Constitutionnalisation de l’état d’urgence et de la déchéance de nationalité: des vagues

Par ailleurs, le débat et le vote de la modification de la Constitution pour y introduire l’état d’urgence et la déchéance de nationalité fait de plus en plus de vagues. Une profonde division traverse le groupe majoritaire. Près de 100 députés du PS sont contre et d’autres s’abstiennent. Les 3/5e du Congrès semblent de plus en plus difficiles à réunir.
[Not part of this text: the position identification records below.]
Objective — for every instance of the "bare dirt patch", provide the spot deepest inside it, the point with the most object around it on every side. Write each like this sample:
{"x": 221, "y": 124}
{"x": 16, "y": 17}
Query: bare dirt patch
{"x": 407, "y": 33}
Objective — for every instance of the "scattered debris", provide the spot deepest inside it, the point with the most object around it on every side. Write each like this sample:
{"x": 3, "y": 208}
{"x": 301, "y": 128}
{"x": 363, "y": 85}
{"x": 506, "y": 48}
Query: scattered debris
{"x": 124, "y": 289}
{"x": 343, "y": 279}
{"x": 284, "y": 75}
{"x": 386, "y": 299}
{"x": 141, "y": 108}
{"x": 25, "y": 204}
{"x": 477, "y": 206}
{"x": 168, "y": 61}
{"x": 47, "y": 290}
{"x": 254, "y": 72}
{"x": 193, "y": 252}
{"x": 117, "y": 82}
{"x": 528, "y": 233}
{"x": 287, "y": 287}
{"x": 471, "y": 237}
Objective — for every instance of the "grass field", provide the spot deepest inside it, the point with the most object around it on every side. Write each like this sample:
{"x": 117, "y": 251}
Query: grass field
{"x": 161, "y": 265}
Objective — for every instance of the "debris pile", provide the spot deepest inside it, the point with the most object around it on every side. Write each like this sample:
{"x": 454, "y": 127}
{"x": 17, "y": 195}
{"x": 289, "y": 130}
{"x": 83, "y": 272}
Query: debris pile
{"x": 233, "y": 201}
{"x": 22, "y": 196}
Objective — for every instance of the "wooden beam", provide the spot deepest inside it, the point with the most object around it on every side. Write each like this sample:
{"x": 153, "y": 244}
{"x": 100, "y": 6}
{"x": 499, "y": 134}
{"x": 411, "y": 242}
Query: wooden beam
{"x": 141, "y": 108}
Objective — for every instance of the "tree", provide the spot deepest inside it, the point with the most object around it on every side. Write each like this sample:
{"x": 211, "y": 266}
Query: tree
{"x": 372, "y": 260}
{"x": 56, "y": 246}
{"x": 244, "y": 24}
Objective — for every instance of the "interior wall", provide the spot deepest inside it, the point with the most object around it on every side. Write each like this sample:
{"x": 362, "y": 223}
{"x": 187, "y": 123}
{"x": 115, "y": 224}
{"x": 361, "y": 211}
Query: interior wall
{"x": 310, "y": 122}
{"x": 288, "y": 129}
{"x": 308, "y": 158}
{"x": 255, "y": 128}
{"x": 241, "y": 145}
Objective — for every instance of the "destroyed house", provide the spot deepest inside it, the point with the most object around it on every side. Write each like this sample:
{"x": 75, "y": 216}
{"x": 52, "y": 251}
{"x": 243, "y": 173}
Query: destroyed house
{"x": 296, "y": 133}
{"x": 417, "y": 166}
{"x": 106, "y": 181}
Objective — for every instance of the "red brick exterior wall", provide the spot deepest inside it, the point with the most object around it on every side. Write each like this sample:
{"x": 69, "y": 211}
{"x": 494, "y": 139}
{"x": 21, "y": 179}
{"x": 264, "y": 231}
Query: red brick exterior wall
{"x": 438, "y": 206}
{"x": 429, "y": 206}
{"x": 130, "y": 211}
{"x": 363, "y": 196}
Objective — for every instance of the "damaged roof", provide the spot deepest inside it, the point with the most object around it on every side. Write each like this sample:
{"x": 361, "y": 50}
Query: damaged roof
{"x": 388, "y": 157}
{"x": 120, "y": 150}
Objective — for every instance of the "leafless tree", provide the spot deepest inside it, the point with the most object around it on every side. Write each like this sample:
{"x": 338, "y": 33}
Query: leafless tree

Cela fait dire au député de La Rochelle Olivier Falorni, qui s’est abstenu, que ce projet de loi est « inutile et inefficace », qu’il est ‘ »un coup de politique qui se transforme aujourd’hui en coût politique. Ce coût c’est celui de la division, là où il aurait fallu de l’unité ». On ne serait être plus clair !

Même Emmanuel Macron, Ministre de l’économie, a déclaré lors d’une rencontre avec la fondation France-Israël: « J’ai, à titre personnel, un inconfort philosophique avec la place que ce débat a pris. On ne traite pas le mal en l’expulsant de la communauté nationale, il faut prévenir et punir implacablement ».